The Horror the Horror

Ich habe das Böse gesehen. Am hellichten Tage. Letzte Woche, in der freundlichen Fußgängerzone einer mittelhessischen Universitätsstadt. Da kam mir eine Monstrosität entgegengeschwankt, die just dem Schreckenspantheon eines H. P. Lovecraft entsprungen sein muss.

Der sieben Fuß hohe gedunsene Leib des Unwesens ruhte auf zwei zylindrischen Auswüchsen von einem Fuße Höhe und gleichem Durchmesser. Mit zähem, unbeirrbaren Tritt bewegte sich das Gebilde auf einer dem gesunden Menschenverstand Hohn sprechenden Bahn, den unbeschreibbaren Gesetzen einer nichteuklidischen Geometrie gehorchend. Aus dem oberen Teil wuchsen zwei alptraumhafte Tentakeln, die in blinder Idiotie durch die Luft zuckten und in schlauchartigen, wohl als Greifapparate dienenden polypenhaften Anhängseln ausliefen.

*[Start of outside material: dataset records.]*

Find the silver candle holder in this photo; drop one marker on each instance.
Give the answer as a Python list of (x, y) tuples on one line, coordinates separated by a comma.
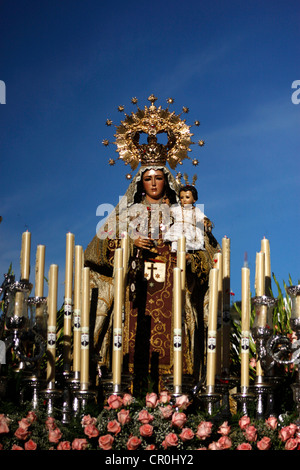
[(262, 386)]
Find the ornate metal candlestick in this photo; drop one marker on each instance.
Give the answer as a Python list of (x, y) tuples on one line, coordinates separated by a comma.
[(262, 332), (284, 351), (25, 337), (210, 398)]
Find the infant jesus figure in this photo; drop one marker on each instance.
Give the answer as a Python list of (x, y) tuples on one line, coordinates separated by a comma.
[(189, 221)]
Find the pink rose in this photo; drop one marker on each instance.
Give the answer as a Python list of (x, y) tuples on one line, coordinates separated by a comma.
[(31, 416), (79, 444), (250, 433), (244, 422), (164, 397), (133, 443), (186, 434), (146, 430), (114, 426), (171, 440), (151, 400), (145, 417), (285, 433), (114, 402), (213, 446), (64, 445), (24, 423), (150, 447), (271, 423), (204, 430), (224, 429), (22, 433), (178, 419), (54, 435), (166, 411), (123, 417), (291, 444), (182, 402), (3, 426), (264, 443), (50, 423), (293, 428), (224, 443), (106, 442), (30, 445), (91, 431), (244, 446), (87, 419), (127, 399)]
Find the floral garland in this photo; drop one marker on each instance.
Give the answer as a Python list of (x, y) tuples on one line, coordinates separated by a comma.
[(161, 424)]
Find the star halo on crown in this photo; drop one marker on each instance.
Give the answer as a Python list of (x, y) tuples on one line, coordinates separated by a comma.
[(153, 120)]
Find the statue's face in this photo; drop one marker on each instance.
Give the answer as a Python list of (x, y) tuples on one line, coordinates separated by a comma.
[(186, 197), (154, 183)]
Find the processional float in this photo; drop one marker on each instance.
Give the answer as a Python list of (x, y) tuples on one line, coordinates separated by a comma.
[(29, 324)]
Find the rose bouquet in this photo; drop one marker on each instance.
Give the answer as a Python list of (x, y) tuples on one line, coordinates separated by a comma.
[(160, 423)]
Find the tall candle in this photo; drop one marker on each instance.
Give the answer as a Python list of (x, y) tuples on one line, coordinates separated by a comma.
[(125, 248), (265, 248), (181, 244), (25, 256), (212, 328), (77, 310), (117, 327), (261, 310), (260, 274), (68, 300), (245, 328), (181, 264), (219, 265), (177, 333), (85, 330), (226, 303), (39, 280), (51, 326)]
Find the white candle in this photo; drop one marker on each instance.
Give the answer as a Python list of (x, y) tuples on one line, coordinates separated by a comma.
[(25, 256), (85, 330), (77, 309), (177, 325), (261, 310), (117, 326), (68, 299), (125, 248), (219, 265), (265, 248), (181, 244), (181, 264), (212, 328), (226, 303), (51, 327), (39, 280), (245, 328)]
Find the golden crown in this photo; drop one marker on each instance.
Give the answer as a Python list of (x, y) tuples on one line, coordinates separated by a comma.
[(153, 120)]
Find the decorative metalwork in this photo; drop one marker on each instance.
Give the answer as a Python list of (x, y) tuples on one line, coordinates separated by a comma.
[(153, 121)]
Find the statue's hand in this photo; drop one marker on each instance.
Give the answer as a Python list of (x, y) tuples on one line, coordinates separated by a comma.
[(144, 243)]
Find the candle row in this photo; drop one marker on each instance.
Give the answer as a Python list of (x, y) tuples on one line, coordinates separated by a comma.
[(76, 306)]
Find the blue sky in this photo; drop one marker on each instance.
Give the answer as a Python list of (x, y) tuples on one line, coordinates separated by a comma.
[(67, 65)]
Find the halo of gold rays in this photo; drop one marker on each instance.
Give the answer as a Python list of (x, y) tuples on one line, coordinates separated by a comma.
[(153, 120)]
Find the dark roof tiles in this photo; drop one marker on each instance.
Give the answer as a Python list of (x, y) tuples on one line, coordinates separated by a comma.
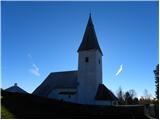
[(103, 93), (89, 39), (57, 80)]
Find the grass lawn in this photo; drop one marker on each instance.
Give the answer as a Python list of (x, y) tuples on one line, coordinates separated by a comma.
[(6, 114)]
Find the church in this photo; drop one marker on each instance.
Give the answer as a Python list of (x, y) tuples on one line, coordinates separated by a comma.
[(83, 86)]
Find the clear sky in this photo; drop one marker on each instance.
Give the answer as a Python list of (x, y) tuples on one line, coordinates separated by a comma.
[(43, 37)]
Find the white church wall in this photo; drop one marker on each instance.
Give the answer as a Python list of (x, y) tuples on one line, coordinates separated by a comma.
[(89, 75), (56, 95)]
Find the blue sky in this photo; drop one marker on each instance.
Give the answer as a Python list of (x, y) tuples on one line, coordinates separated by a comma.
[(43, 37)]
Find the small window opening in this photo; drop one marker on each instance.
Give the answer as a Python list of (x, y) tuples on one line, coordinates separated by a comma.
[(69, 96), (86, 59)]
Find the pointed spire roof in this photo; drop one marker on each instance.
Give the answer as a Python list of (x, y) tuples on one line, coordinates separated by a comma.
[(89, 39)]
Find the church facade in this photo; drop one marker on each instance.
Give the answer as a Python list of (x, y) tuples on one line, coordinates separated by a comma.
[(83, 86)]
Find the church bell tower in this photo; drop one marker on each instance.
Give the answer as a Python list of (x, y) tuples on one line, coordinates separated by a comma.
[(89, 65)]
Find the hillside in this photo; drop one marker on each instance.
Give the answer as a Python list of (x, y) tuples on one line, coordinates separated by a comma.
[(30, 106)]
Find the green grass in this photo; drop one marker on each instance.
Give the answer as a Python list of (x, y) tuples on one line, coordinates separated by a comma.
[(28, 106), (6, 114)]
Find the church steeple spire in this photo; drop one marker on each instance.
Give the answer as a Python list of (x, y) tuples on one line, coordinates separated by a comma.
[(89, 39)]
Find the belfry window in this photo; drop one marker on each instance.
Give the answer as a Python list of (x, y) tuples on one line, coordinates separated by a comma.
[(86, 59)]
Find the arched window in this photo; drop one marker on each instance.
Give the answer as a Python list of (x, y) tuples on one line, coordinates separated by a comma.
[(86, 59)]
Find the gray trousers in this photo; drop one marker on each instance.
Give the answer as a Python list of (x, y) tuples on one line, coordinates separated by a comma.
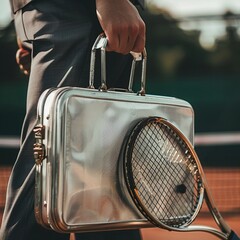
[(60, 35)]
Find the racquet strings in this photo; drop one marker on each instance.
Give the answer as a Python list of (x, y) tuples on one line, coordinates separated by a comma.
[(162, 175)]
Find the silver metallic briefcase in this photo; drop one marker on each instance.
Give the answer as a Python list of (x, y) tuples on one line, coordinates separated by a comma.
[(78, 141)]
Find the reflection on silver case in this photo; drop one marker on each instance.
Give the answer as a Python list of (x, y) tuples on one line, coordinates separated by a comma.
[(79, 186)]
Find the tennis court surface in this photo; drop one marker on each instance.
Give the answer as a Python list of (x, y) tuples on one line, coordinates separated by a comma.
[(225, 185)]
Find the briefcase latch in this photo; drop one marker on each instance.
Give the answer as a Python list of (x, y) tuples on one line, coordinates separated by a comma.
[(38, 146)]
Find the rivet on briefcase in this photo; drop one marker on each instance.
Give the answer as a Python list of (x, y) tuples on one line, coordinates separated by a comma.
[(80, 181)]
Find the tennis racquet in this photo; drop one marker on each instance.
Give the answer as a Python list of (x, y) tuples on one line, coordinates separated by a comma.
[(165, 178)]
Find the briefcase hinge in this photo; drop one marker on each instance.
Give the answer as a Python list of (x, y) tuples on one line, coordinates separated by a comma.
[(38, 146)]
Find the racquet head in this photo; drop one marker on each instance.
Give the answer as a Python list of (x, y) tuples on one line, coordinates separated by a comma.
[(162, 174)]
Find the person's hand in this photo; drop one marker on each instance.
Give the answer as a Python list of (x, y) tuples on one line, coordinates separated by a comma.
[(23, 58), (122, 25)]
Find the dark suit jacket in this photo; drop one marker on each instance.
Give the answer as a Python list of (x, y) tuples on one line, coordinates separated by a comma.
[(17, 4)]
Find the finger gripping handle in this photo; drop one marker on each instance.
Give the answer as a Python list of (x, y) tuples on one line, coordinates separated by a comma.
[(101, 43)]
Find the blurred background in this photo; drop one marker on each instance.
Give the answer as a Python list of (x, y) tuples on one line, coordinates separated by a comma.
[(193, 54)]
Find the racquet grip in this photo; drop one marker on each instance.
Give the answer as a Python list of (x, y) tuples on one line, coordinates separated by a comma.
[(233, 236)]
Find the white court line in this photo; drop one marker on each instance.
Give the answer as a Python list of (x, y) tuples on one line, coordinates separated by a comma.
[(200, 139)]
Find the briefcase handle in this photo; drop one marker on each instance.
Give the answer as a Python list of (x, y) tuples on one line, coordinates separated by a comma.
[(101, 43)]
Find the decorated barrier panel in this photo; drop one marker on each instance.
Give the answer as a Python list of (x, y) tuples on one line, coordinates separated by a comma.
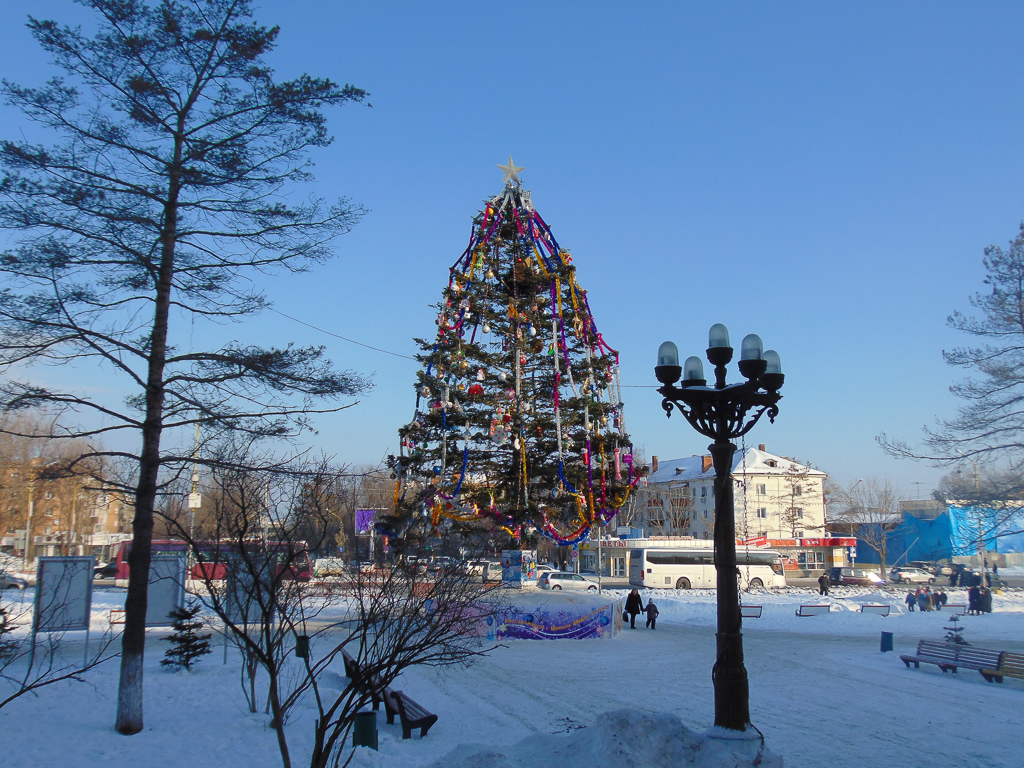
[(552, 616)]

Das Ensetzlichste war nicht der Gang, noch die unsagbar grauenvolle Haltung. Es war das namenlose Zeichen, das die aussätzige Haut der Kreatur bedeckte. Eine schwärende, flimmrig glänzende Darstellung des verbotenen Doppelknoten vom absoluten Nichts, vor dem selbst die Uralten in den kreischenden kosmischen Schlünden erbeben.

Gerade war ich im Begriff, ordnungsgemäß das Bewusstsein zu verlieren, da durchzuckte eine finale, irrsinnige Erkenntnis meine schwindenden Sinne: Es war das überlebensgroße, wahnsinnige Zerrbild einer Laugenbrezel, das im Zeichen einer Back-Snack-Kette für namenlosen ambulanten Werbehorror sorgen soll. Drinnen steckte ein vermutlich freischaffender Kundenbeziehungsmanager. Ein Mensch. Wie du und ich.

Ich rannte um mein Leben. Und Sie erzählen mir bitte nie mehr, Sie hätten einen Scheißjob.